Preferred qualifications:

  • Experience in safety-adjacent domains, including factuality, product policy, or broader responsible AI frameworks.
  • Experience managing safety for UGC or GenAI products, with a deep understanding of adversarial incentives, abuse vectors, and distribution dynamics like virality.
  • Experience designing and deploying global-scale defensive architectures and pipelines capable of meeting rigorous Service Level Objectives (SLOs).
  • Demonstrated accountability for managing technical debt, reducing bug counts, and mitigating SLO breaches to maintain high operational standards.
  • Solid high-level understanding of Machine Learning and Large Language Model (LLM) architecture, specifically transformers, activations, and the requirements for efficient, large-scale training and deployment.

About the job:

Google's software engineers develop the next-generation technologies that change how billions of users connect, explore, and interact with information and one another. Our products need to handle information at massive scale, and extend well beyond web search. We're looking for engineers who bring fresh ideas from all areas, including information retrieval, distributed computing, large-scale system design, networking and data storage, security, artificial intelligence, natural language processing, UI design and mobile; the list goes on and is growing every day. As a software engineer, you will work on a specific project critical to Google’s needs with opportunities to switch teams and projects as you and our fast-paced business grow and evolve. We need our engineers to be versatile, display leadership qualities and be enthusiastic to take on new problems across the full-stack as we continue to push technology forward.

Our mission in the Content Safety organization is to protect Google’s users and the internet as a whole from exposure to offensive, sensitive or potentially harmful content. We achieve this by contributing directly to our foundational models and collaborating closely with DeepMind.

Beyond keeping users safe at scale, we also play a key role in accelerating Google's product launches by providing product teams with the right tools to explore new ideas and products following our Responsible AI principles. Our team combines unique subject matter expertise in the content safety domain, ML and high-throughput infrastructure.

In this role, you will keep society safer. You will work on problems like transformer architecture, and find comfort in an ever-changing landscape, anticipating threats that don't exist yet.

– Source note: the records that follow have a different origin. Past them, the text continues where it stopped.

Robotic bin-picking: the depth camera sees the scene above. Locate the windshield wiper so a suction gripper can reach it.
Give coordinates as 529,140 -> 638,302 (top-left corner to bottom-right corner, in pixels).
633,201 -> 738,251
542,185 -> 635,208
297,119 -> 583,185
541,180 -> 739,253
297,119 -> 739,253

The Core team builds the technical foundation behind Google’s flagship products. We are owners and advocates for the underlying design elements, developer platforms, product components, and infrastructure at Google. These are the essential building blocks for excellent, safe, and coherent experiences for our users and drive the pace of innovation for every developer. We look across Google’s products to build central solutions, break down technical barriers and strengthen existing systems. As the Core team, we have a mandate and a unique opportunity to impact important technical decisions across the company.

Responsibilities:

  • Design, build, and scale content safety systems including classifiers, vector databases, and multimodal models to protect business-critical products and GenAI experiences.
  • Develop and maintain production-grade distributed systems and content processing pipelines optimized for high throughput and reliability across server-side and on-device environments.
  • Model training, evaluation, and productionization workflows, incorporating feedback loops and automation to continuously improve model quality and performance.
  • Implement agentic workflows and advanced heuristics for deep threat understanding, enabling the proactive detection of complex abuse patterns.
  • Drive agile engineering efforts to identify and mitigate novel abuse patterns, ensuring Google’s products remain engaged and safe in a shifting threat landscape.